Lebih lanjut, kata Carina, pembuatan vaksin harus memenuhi standar mulai dari spesifikasi untuk laboratorium dan fasilitasnya, hingga skill (keahlian) yang khusus. Selain itu, teknologi vaksin (viral vector atau vektor viral) yang sudah ada bertahun-tahun sejak 1990-an diakuinya cukup membantu percepatan pembuatan vaksin AstraZeneca.

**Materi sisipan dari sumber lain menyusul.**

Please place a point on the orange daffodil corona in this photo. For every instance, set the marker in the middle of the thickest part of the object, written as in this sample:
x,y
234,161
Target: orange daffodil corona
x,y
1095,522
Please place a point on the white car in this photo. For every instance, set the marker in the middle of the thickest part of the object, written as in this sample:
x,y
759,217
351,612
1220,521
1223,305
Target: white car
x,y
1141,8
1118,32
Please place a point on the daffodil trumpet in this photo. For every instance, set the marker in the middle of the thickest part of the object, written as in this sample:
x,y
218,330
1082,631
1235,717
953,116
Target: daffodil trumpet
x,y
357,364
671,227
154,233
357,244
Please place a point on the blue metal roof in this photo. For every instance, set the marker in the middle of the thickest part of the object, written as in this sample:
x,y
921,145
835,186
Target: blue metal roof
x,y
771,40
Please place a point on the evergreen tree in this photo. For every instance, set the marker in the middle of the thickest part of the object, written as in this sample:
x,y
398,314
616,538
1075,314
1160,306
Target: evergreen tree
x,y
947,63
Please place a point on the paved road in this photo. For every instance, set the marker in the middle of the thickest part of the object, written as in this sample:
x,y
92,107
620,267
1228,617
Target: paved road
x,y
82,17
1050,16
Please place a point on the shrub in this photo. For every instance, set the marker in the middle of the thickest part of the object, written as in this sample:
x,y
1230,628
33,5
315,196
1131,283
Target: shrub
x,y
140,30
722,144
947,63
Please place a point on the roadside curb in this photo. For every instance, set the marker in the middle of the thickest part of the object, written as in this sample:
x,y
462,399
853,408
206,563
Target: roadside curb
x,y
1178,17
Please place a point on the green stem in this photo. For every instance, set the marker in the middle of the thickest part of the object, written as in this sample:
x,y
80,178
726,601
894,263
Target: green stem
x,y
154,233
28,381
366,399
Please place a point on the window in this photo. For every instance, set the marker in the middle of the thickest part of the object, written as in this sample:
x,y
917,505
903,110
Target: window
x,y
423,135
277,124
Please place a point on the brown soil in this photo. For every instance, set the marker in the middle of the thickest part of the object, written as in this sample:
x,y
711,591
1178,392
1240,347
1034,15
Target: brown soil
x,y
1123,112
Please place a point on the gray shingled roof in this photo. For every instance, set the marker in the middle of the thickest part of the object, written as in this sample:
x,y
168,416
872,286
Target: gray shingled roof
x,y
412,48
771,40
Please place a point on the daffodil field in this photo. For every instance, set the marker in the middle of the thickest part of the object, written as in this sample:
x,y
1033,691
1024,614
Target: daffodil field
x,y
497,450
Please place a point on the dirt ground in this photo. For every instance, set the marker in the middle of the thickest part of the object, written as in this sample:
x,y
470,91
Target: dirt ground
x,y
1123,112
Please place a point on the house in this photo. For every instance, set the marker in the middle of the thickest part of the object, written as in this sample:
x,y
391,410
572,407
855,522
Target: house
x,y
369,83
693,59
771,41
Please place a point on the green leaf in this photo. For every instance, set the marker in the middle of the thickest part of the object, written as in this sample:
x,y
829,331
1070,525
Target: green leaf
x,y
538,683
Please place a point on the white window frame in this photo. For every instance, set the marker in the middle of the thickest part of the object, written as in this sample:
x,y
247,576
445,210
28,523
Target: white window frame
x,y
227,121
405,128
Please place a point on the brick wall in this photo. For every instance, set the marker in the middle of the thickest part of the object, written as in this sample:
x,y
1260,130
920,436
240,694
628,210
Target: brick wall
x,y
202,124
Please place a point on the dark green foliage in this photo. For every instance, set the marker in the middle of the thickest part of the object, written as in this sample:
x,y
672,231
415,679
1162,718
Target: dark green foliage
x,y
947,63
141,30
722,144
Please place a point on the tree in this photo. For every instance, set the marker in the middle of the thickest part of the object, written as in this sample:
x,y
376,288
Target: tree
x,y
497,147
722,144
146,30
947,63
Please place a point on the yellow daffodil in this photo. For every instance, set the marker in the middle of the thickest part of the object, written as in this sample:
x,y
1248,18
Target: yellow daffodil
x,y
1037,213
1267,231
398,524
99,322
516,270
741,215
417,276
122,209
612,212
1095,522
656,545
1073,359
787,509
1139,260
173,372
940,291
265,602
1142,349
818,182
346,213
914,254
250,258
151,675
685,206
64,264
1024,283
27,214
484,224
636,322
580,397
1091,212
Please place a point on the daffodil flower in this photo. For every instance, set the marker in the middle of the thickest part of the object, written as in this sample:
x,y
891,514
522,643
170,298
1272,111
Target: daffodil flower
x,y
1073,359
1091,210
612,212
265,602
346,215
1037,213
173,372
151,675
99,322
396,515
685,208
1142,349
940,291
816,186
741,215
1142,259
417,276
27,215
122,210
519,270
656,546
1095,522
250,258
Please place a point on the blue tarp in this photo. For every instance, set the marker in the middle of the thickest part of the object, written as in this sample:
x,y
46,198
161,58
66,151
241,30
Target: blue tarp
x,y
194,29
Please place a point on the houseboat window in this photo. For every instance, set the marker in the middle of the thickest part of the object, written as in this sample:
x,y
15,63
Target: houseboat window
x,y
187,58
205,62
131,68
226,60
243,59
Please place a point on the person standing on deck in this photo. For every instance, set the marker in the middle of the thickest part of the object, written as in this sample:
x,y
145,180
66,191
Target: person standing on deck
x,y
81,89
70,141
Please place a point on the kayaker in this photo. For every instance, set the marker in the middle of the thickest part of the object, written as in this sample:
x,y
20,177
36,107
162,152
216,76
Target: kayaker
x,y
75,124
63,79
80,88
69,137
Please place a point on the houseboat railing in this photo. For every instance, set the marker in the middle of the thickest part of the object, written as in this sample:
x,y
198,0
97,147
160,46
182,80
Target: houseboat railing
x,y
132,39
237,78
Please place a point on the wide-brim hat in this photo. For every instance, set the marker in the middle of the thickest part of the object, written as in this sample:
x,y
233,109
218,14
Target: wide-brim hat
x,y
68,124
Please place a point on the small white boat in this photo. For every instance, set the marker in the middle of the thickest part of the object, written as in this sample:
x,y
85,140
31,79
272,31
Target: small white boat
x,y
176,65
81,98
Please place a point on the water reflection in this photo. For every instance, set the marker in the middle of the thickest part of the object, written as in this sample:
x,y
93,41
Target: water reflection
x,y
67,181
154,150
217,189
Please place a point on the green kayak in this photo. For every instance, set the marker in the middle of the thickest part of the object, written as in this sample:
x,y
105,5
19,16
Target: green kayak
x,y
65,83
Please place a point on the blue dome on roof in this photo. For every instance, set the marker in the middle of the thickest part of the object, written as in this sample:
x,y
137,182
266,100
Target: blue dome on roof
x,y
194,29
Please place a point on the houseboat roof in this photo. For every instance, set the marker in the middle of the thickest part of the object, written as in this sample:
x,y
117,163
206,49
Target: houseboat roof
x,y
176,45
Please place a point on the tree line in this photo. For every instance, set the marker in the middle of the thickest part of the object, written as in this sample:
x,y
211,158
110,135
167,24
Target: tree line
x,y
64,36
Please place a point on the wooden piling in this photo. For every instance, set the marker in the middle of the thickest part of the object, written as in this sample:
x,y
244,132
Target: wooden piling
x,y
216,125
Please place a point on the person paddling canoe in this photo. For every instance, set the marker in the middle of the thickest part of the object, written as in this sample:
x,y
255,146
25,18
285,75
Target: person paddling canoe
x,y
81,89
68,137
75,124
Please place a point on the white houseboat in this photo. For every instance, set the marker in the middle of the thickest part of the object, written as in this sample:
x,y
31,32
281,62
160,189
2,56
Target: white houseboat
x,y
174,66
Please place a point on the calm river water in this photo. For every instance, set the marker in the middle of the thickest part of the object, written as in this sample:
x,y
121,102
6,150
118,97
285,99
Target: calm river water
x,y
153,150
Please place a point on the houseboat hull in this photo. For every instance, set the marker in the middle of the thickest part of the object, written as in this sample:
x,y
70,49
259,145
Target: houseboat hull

“Jadi teknologi dasarnya sudah dikembangkan bertahun-tahun, berpuluh-puluh tahun. Platform-nya kayak plug and play jadi bisa dimodifikasi dengan cepat. Teknologinya sudah ada dan sudah dites dengan patogen yang lain dan kami yakin ini aman dan efektif,” ujarnya.

Hak Paten Vaksin AstraZeneca

Dunia internasional menjadi saksi bahwa Profesor Sarah Gilbert dikabarkan rela melepas hak patennya terhadap vaksin AstraZeneca supaya harga jualnya menjadi jauh lebih murah. Namun menurut Carina Citra Dewi Joe, terdapat kisah menarik di balik keputusan Sarah Gilbert yang jarang diketahui orang.

“Sebenarnya yang punya hak paten bukan hanya Profesor Gilbert. Dia co-inventor. Patennya pun lebih dari satu, sepertinya ada enam. Profesor Gilbert tetap punya patennya, atas nama dia dan beberapa ilmuwan lain. Tapi selama pandemi ini kami memang tidak akan ambil profit karena untuk kemanusiaan. Itu keputusan Universitas Oxford,” tegas Carina.

Nah dalam hal ini, Carina memegang hak paten vaksin AstraZeneca tentang manufacturing scale up atau produksi dalam skala besar. Oleh karena itu, tanggung jawab Carina Citra Dewi Joe terletak pada cara agar vaksin AstraZeneca bisa diproduksi dalam jumlah banyak. 

Begitulah, kisah hebat ilmuan Indonesia bernama Carina Citra Dewi Joe yang terlibat dalam pembuatan vaksin AstraZeneca untuk melawan pandemi COVID-19 selain Indra Rudiansyah.